A tax on property transactions is fine when the property market has been increasing as over the past six years; but there is now increased risk of losses on the sale of the properties with the increasing likelihood of at least some cooling in the property market.
The reality is that the 50% cohort who fail to declared profits within the two year test, will have no hesitation in declaring a loss - and tax rebate - if they face a loss on sale price vs purchase price.
This is a fundamental flaw with any capital gains tax; declare if you lose, try to keep mum if you gain.

And it could be that some, or most, of these undeclared 50% did not make a profit to declare, or actually made a loss !

Otherwise the IRD will look a bit like this lot:
http://www.nzherald.co.nz/nz/news/article.cfm?c_id=1&objectid=12005774

Ring fence losses. Simple.

Personally I think a comprehensive land value tax is a far better option.

Surely buying a property is a risk to whoever buys whether investor, homeowner etc. Easy - no tax rebate if a loss. I would go as far as to stop tax write offs on residential investment properties. If a homeowner can't do it, why should an investor? Happy to have that explained.

Even in a falling market there will be evil predators who target old ladies and buy well below the market value.
Also, if they allow exemptions for health reasons, I think the old nebulous sore back trick will do the trick nicely!!

Does data sharing in NZ allow IRD access to local government rating databases?
If so, then surely near 100% compliance is possible.

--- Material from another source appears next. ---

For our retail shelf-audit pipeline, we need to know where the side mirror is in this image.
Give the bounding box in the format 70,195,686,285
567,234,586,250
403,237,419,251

They could just look at publicly available sale information like the rest of us! It's pretty easy to see the profit or loss made on any real estate sale. Proving it's not the owner's 'main home' is more difficult.

The two year bright line only started from October 2015 so would not capture many people YET! If someone has sold a property after October 2017 the lawyer has to obtain a statement from you at time of settlement which is sent off to IRD and if you bought and sold and it was not a family home then you will pay tax - no way to avoid it - however would not have picked up that many people as most would wait the full two years before selling - so if you purchased say April 2016 and sold May 2017 you would not even have to account for it until the end of the F2018 tax year i.e. pay your tax some time after 31 March 2018. Surprise, surprise if not much tax revenue is being gained from this yet. I personally know of people who are waiting until the two years is up before they sell. Of course many of these foreign off shore sellers will never pay their tax - hard to pin them down in some of the countries they come from. What should actually happen is that the lawyer should be required to deduct the tax from the settlement and pay it direct to the IRD. How can 50% not be paying the tax when the IRD are sent the information directly from the lawyers. Most property flippers are GST registered taxable entities or sole traders so the bright line makes no difference to them. Extending to 5 years and enforcing it and deducting the tax from the settlement proceeds is the only way to go otherwise the funds will head offshore to China or wherever and IRD will not see a cent. Labour need to beef up the system and collect the tax as was always intended by National when the Nats introduced the bright line CGT.

So very right - excellent understanding of how it should in fact work - thank you.

Does anyone know how the Brightline Test works fully?
Are the costs of owning the rental property taken into account when the so called capital gain is decided???
If not then that is unfair and landlords won’t be bothered spending money on improvements as much!

You would think we’re trying to do the impossible here.
In my experience Australia and the US have capital gains tax and it works – not necessarily to stop speculation etc – but to increase the tax base and create “fairness”.
Obviously what’s fair to one may be considered grossly unfair and inequitable to another.
In the above you’re talking 20% to perhaps 35% (thereabouts) tax – you’ve potentially still made a decent buck.

Would be interesting to know what percentage of those not paying are foreign investors vs domestic investors.